- Born: c. 1973 (age 52–53) Uganda
- Education: Ndejje University Heriot-Watt University Association of Chartered Certified Accountants The London Institute of Banking & Finance
- Occupations: Accountant, Businessman and Corporate Executive
- Years active: 2002 – present
- Known for: Leadership & Business expertise
- Title: Acting Chief Executive Officer at NCBA Bank Uganda

= Mark Muyobo =

Ugandan accountant and corporate executive

Mark Muyobo (born c. 1973) is a Ugandan accountant, businessman and incumbent Chief Executive Officer at NCBA Bank Uganda. He took up his current assignment in December 2021. He replaced Anthony Ndegwa, a Kenyan national, who left the bank.

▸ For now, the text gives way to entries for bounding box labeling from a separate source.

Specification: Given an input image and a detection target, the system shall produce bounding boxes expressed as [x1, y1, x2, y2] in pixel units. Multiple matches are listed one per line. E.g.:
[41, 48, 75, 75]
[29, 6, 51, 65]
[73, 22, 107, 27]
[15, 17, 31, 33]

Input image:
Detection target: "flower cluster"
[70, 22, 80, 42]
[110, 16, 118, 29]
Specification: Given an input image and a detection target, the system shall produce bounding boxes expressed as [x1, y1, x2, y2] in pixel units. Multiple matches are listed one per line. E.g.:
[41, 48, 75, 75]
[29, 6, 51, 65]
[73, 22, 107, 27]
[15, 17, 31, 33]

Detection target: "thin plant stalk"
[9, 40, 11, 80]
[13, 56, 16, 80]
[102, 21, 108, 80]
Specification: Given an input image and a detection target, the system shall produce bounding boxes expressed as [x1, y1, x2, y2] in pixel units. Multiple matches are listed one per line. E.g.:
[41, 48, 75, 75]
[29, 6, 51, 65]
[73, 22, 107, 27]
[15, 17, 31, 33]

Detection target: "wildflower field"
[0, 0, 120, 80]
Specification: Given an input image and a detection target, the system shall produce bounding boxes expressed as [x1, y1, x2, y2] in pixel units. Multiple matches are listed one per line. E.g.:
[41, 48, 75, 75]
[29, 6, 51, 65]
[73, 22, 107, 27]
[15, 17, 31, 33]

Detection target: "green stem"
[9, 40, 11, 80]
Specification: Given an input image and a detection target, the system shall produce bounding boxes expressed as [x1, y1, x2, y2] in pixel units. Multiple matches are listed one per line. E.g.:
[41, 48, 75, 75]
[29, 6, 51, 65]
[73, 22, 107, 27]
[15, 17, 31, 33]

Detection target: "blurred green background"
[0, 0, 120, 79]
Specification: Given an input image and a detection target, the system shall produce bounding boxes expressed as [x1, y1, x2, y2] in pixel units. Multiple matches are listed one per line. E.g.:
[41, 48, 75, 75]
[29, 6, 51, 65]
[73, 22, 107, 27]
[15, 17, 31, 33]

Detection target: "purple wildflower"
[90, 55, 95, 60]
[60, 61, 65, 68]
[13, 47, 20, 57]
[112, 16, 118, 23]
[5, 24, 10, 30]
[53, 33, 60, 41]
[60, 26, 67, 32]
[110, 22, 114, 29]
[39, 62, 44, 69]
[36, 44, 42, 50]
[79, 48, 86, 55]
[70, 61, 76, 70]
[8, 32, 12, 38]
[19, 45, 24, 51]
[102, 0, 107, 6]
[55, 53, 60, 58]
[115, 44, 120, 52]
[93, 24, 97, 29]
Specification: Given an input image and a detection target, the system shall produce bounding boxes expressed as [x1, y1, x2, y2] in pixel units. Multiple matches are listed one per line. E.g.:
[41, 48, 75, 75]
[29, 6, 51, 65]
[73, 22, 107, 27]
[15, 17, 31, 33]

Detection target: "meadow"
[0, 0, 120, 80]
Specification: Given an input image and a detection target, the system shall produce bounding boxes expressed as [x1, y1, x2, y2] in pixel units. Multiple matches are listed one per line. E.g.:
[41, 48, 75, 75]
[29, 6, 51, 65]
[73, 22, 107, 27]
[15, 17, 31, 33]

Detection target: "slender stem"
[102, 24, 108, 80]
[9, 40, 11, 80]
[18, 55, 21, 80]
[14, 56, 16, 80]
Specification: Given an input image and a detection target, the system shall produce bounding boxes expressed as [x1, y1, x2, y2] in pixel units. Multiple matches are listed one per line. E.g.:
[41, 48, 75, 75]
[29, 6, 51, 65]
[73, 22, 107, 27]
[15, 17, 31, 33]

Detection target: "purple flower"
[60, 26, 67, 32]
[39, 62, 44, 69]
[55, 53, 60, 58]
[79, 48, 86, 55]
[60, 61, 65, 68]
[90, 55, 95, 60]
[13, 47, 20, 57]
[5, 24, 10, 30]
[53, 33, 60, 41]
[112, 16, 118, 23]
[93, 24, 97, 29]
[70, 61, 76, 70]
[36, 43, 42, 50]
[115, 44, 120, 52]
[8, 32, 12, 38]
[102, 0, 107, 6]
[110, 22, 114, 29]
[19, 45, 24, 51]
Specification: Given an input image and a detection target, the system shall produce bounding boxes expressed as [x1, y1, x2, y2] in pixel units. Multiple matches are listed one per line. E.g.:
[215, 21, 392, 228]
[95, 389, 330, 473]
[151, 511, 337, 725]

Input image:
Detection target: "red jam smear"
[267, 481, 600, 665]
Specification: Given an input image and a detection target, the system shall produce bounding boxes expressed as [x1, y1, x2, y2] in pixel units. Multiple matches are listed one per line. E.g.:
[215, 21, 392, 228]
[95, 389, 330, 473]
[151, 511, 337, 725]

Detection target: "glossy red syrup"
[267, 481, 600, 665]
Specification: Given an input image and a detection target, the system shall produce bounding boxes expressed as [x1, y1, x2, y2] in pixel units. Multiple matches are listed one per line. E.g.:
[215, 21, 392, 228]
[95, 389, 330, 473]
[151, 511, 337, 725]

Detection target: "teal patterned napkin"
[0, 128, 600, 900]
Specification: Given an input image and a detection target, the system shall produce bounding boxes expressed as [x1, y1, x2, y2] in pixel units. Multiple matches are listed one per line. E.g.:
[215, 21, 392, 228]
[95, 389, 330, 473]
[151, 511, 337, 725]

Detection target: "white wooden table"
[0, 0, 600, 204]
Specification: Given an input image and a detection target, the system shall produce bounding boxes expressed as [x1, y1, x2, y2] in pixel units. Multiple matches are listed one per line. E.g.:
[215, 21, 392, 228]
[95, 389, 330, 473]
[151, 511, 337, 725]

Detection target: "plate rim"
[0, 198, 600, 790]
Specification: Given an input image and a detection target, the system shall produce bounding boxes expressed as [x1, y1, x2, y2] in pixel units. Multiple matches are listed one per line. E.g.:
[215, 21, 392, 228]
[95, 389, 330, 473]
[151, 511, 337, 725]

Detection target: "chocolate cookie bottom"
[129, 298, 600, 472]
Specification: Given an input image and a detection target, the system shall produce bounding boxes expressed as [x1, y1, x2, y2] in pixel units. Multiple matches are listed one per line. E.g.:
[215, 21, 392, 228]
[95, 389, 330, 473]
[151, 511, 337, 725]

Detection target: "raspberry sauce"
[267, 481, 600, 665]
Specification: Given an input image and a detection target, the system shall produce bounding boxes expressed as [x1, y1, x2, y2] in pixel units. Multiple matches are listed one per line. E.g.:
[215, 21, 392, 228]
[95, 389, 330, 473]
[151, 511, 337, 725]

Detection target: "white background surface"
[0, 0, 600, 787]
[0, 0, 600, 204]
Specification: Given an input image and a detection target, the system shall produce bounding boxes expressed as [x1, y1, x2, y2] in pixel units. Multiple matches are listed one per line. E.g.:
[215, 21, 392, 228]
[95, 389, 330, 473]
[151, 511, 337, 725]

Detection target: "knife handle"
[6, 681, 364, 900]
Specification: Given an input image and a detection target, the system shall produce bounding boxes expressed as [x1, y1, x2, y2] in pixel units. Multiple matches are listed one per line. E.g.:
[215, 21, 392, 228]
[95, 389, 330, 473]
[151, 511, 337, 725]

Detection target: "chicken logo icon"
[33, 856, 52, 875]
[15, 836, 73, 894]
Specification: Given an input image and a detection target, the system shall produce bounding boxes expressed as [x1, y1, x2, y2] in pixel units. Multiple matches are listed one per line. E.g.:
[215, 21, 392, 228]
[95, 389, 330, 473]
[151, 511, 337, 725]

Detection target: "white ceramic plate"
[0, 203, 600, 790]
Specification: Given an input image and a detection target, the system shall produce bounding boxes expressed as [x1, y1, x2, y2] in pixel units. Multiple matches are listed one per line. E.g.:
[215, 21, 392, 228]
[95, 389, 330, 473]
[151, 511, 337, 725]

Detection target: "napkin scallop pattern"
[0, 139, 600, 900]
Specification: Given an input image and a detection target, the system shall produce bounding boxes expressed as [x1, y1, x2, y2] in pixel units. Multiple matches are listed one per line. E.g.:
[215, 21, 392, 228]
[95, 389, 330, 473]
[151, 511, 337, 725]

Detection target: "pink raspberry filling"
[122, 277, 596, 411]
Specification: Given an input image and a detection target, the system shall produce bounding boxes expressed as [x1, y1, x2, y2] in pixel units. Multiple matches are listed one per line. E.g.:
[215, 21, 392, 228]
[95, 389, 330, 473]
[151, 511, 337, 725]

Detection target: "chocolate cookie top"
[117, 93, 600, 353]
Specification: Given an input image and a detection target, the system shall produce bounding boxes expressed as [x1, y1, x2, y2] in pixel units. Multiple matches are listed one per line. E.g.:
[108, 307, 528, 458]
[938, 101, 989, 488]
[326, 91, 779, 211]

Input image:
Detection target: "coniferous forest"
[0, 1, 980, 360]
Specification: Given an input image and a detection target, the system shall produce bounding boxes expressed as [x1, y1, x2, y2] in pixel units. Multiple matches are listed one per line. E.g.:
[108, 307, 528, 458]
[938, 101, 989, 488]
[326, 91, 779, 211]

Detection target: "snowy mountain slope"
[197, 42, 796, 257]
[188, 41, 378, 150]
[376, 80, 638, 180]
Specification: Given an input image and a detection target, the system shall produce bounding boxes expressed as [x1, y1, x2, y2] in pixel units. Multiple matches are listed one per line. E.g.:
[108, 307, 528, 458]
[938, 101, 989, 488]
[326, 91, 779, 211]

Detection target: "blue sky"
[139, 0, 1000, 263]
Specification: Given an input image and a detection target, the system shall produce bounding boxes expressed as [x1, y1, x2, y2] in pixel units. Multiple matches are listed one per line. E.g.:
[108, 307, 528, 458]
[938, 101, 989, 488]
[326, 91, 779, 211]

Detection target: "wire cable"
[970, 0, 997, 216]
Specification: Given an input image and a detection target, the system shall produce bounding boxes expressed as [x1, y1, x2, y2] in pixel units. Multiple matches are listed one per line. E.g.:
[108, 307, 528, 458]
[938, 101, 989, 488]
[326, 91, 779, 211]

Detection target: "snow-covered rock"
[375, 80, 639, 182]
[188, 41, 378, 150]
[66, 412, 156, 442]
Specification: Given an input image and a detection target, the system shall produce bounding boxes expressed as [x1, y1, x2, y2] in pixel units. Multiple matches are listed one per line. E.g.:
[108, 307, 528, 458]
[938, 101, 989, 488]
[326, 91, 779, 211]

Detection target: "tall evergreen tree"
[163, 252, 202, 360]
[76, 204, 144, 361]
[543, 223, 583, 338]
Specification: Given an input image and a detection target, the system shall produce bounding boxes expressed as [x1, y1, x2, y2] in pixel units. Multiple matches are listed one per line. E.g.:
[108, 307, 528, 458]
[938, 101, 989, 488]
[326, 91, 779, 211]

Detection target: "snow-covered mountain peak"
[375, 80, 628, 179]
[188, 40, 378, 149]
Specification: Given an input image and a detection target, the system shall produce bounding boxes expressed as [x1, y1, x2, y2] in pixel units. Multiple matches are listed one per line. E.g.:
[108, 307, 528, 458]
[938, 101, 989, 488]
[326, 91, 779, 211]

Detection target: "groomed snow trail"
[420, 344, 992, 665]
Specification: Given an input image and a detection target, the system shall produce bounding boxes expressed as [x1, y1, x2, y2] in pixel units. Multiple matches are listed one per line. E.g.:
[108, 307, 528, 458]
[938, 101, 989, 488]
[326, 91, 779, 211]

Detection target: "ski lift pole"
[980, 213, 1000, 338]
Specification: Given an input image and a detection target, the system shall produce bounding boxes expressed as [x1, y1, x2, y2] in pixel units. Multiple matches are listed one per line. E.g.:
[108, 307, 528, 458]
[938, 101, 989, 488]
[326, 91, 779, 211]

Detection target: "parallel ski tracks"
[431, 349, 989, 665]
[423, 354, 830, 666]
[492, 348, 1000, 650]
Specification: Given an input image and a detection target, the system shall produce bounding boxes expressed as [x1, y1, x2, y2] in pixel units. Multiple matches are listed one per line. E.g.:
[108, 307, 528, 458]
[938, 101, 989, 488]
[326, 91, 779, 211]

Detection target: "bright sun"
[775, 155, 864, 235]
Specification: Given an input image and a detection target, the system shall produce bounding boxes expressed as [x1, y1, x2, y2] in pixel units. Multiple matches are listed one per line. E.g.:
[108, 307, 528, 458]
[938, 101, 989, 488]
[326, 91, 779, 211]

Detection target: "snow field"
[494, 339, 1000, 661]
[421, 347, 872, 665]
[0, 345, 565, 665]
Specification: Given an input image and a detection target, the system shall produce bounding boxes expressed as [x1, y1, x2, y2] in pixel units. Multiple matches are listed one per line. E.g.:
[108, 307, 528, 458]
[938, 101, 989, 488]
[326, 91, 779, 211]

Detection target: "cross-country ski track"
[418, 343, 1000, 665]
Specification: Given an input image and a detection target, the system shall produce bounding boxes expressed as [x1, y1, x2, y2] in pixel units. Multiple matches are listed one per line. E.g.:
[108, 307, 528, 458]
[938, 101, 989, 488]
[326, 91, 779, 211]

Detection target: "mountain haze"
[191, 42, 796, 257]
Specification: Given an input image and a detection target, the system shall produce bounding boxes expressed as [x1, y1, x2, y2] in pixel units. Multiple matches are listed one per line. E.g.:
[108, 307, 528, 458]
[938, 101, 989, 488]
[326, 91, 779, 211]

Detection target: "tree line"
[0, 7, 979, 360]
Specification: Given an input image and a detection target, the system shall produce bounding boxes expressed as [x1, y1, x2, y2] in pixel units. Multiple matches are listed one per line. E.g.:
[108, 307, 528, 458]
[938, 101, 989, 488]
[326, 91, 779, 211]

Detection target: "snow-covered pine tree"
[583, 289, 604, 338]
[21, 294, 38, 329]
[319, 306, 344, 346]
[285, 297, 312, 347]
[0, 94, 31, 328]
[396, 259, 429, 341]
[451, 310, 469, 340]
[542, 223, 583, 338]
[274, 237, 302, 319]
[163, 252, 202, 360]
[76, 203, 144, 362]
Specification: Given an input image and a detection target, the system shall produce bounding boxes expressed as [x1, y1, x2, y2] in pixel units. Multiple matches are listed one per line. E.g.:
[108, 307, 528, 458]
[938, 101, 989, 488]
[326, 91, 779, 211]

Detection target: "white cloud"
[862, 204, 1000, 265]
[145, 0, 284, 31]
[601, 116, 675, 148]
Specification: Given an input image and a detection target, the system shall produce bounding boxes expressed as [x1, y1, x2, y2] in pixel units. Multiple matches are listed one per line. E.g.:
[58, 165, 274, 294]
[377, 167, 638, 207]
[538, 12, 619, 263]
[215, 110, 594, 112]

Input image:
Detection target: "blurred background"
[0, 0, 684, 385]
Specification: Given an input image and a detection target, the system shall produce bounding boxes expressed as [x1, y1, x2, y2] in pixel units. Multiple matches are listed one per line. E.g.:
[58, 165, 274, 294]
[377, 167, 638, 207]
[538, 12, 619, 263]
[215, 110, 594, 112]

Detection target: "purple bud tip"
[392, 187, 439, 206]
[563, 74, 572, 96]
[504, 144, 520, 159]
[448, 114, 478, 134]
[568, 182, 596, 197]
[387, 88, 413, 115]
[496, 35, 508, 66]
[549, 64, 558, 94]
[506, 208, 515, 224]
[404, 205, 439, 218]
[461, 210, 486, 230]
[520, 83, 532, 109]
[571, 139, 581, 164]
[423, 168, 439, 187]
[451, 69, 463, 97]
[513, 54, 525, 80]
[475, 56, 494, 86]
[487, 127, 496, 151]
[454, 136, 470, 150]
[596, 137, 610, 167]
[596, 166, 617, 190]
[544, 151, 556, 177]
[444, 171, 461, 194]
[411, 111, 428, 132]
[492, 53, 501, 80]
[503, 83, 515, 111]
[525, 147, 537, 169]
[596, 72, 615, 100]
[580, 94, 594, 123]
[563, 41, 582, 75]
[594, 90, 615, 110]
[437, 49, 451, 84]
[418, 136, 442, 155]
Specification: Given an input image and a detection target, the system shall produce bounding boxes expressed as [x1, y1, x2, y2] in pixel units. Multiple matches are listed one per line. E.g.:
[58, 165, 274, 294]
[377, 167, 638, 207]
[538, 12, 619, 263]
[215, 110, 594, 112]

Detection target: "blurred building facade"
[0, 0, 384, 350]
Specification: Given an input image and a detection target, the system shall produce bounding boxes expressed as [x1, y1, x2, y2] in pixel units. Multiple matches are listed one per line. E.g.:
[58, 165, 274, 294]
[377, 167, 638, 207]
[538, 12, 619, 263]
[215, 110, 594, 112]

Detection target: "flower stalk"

Prior to his current assignment, he was an executive director at NCBA Bank Uganda, the result of a merger between NC Bank Uganda and Commercial Bank of Africa (Uganda), which received regulatory approval from the Bank of Uganda in June 2020.

==Background and education==
Muyobo was born in Uganda c. 1973. After attending local primary and secondary schools, he was admitted to Ndejje University, graduating with a Bachelor of Business Administration degree, majoring in Accounting.

He went on to obtain a Master of Business Administration degree, awarded by the Heriot-Watt University, in Edinburgh, Scotland. In addition, he obtained an Advanced Diploma in Credit Skills Development, Corporate, Finance, and Securities Law, awarded by the ifs School of Finance (today The London Institute of Banking & Finance). He is also a Fellow of the Association of Chartered Certified Accountants of the United Kingdom.

==Career==
Muyobo's banking career goes bank over 20 years. He started out at DFCU Bank, as a relationship manager, in 2002, serving there for five years. He then joined Barclays Bank and was seconded to Absa Capital, in Johannesburg. After 6 months in South Africa, he returned to Uganda and was appointed "Head of Multinationals & Large Corporates", at Barclays Bank Uganda (today Absa Bank Uganda Limited). Over a period of ten years, Muyobo served in various high level management positions, including as Head of Asset Finance, Head of Business Banking and as Vice President, Global Corporates.

In October 2018, he was appointed as executive director of NCBA Bank, Uganda. In December 2021, he was appointed Acing CEO and managing director, at the same bank.